September 17, 2010 7:33pm

China was 30 years ago. Dubai was 20 years ago, and Kazakhstan 10. If you want to go to the next boom country, go to mineral-rich Mongolia.

In fact, the boom has already started. A construction surge has reshaped much of the capital, Ulan Bator. A Louis Vuitton boutique has been open for almost a year. And here’s another milestone: the first Mongolia-focused investment bank has opened – and the head of UBS’s London mining team is on board.

Resources Investment Capital has opened an office in UB – as the city’s avant-garde expats call Ulan Bator. It’s a consortium of Origo, a Beijing-based private equity house, and Monnis, a Mongolian conglomerate.

The boutique investment bank’s nickname, Rescap, evokes Rencap (Renaissance Capital), a bank known as a perennial Russian bull. It appears that Rescap’s ambition is to be for Mongolia what Rencap was for Russia.

Rescap will be the first international bank for foreign investment professionals in Mongolia seeking to raise funds for Mongolian state-owned companies and buy Mongolian mineral assets.

It will also assist companies coming in to Mongolia. Many have been trying in the year since Rio Tinto and Ivanhoe Mines signed the Oyu Tolgoi Investment Agreement. Companies ranging from Shenhua in China to BHP Billiton in Australia to Peabody Coal in the US are either invested there or are said to be interested.

Eric Zurrin, head of UBS’s mining team in London, will lead the bank as one of its equity partners. There are other Oxbridge types heading out to Ulan Bator, with wife, kids and Siberian-winter parkas in tow, according to a British mining investor who has lived there for several years. He added:

It’s incredible, these Old Etonians coming out to Mongolia. You can believe it’s going to happen, sure, the Mongolian mining boom. And sit in London and believe it.

But this is different. They come here and they see it. They’re actually moving here with their kids.

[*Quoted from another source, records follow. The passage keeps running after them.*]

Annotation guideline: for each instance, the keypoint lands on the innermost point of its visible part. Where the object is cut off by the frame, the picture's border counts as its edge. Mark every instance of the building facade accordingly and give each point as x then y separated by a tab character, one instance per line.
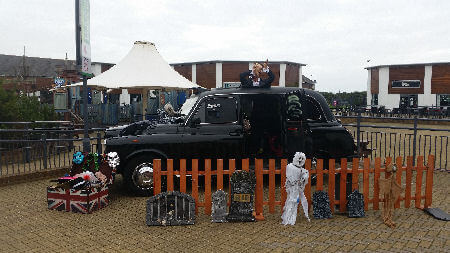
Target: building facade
225	74
409	85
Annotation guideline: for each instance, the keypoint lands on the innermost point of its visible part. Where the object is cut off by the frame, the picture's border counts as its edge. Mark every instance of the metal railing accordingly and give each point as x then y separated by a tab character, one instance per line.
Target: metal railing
379	140
428	112
25	155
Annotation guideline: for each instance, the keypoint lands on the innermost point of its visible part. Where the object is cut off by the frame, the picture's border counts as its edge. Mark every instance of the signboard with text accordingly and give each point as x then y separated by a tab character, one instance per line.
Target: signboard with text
406	84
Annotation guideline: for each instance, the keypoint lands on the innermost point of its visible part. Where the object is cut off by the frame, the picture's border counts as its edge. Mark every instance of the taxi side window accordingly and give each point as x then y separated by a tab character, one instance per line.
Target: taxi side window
218	111
312	110
294	108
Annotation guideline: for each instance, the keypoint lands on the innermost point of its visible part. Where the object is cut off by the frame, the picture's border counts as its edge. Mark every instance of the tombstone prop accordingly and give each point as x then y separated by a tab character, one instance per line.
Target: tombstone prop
170	208
355	205
242	192
321	205
219	206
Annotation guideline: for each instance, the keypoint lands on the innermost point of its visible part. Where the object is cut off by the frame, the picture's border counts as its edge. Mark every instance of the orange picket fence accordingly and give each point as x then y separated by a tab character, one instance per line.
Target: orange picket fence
369	191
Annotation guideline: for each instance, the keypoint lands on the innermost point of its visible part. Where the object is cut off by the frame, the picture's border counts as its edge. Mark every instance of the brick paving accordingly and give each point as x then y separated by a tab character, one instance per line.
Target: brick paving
27	225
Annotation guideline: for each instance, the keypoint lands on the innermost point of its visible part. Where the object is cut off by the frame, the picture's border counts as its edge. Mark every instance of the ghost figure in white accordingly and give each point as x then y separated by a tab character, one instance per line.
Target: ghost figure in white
296	180
113	159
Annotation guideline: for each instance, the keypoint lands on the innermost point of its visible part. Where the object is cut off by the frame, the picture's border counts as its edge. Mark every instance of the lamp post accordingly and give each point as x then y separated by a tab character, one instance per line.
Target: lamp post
86	141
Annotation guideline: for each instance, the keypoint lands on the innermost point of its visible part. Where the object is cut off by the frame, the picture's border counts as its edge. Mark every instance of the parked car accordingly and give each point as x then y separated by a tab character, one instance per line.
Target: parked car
236	123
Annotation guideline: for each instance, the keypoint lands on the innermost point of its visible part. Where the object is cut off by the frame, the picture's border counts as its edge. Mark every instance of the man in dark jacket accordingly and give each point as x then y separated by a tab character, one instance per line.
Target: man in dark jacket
252	78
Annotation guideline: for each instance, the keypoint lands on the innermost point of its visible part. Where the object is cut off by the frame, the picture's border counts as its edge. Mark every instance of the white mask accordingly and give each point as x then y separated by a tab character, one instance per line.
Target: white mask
113	159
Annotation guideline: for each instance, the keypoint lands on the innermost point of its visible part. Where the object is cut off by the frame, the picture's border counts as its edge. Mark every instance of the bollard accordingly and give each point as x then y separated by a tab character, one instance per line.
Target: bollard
358	131
414	140
99	143
44	150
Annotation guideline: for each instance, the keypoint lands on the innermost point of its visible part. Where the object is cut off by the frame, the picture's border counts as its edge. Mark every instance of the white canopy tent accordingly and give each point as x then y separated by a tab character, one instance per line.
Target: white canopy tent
143	68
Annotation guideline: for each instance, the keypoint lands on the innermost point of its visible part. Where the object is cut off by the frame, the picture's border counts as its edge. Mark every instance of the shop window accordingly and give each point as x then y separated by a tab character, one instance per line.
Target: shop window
312	110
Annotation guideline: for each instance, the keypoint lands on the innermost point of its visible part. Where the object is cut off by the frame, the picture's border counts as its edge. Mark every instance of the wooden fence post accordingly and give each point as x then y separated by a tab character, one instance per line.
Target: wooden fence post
157	176
195	183
331	189
366	183
259	190
271	186
219	174
376	184
283	182
208	186
170	175
232	166
183	175
409	168
319	170
398	177
343	186
419	171
429	182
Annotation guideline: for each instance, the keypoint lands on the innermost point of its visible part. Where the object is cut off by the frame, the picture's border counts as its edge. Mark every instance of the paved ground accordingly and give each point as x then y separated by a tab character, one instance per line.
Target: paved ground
27	225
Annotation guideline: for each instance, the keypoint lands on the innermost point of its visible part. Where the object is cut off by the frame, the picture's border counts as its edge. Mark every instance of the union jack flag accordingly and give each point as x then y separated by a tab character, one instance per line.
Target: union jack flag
78	201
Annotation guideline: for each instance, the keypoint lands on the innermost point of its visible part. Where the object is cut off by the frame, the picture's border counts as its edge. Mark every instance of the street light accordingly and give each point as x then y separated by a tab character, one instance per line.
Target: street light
86	141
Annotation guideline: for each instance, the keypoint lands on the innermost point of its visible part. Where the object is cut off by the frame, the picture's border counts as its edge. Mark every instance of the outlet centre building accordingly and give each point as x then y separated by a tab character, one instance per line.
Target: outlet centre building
409	85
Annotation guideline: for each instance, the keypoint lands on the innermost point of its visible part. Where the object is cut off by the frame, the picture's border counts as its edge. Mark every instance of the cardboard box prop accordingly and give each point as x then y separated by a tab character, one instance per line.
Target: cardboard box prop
78	201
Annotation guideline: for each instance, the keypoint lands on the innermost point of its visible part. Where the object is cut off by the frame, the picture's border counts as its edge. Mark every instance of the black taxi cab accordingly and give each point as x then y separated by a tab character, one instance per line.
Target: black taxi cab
235	123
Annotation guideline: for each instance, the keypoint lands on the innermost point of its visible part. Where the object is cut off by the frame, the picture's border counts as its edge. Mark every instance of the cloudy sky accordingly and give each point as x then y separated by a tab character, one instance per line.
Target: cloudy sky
334	38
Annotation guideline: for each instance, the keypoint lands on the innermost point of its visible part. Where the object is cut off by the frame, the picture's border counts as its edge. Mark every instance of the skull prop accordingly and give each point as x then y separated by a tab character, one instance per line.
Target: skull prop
299	159
113	159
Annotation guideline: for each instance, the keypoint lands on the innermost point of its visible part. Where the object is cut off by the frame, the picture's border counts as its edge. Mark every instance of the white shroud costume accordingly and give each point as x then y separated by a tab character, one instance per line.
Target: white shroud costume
296	180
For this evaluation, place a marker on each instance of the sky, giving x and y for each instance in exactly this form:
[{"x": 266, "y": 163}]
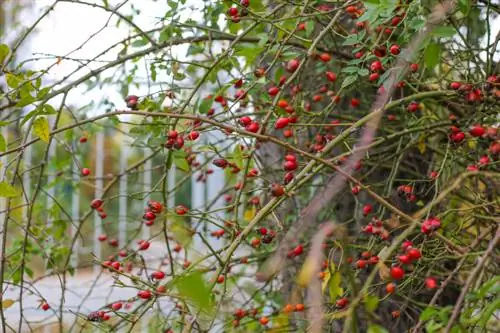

At the moment no Mongolian companies are listed on Hong Kong’s stock exchange. But within a month that should have changed: Mongolia Mining Corp is preparing for an IPO worth $700m-$1bn. Other former state-owned assets are expected to follow.

By the time the next IPO comes around a few more pin-striped professionals may have touched down at Genghis Khan International Airport – and stayed.